Sorprende que el Manifiesto no lo haya firmado ningún notable representante del sector privado, aunque ignoro si ello es debido a un carácter excesivamente académico del grupo de El Escorial o si es una manifestación más. de nuestro problema. También sorprende que el entorno financiero sea tan timorato cuando se trata de arriesgar en temas de innovación, problema igualmente debatido y diagnosticado. Faltan iniciativas que proporcionen capital riesgo y capital semilla para actividades innovadoras. Es fácilmente comprensible que el sector financiero esté pendiente de operaciones que le puedan reportar notables beneficios a corto plazo, como es el tema de las pensiones, donde, sin lugar a dudas, hay negocio seguro. Las acciones de capital riesgo y capital semilla pueden contribuir a mejorar nuestro sistema científico-tecnológico, pero ¿podemos exigirlo?

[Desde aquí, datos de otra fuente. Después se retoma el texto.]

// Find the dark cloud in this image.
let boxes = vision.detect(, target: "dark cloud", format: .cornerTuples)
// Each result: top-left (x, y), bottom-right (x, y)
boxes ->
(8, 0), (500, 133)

La ciencia y la tecnología serán protagonistas de la sociedad del conocimiento, de la sociedad del siglo XXI. La convergencia con Europa no pasa sólo por los conocidos parámetros macroeconómicos de déficit, inflación y deuda, sino también por seguir acercándonos a la inversión media europea en I+D, que, además, redundará en competitividad, crecimiento económico y generación de empleo neto. Incitar al debate de estos temas, tal como hace el Manifiesto, no sólo me parece legítimo, sino necesario.

Es difícil saber cuándo una cuestión merece el apelativo "de Estado", tal como reclama- para la ciencia el Manifiesto. Si el criterio descansa en el hecho de un mayor beneficio para toda la ciudadanía, me sucede lo mismo que con el espíritu del Manifiesto: estoy de acuerdo

Enric Banda Tarradellas es profesor de Investigación del CSIC y ex secretario de Estado de Universidades e Investigación.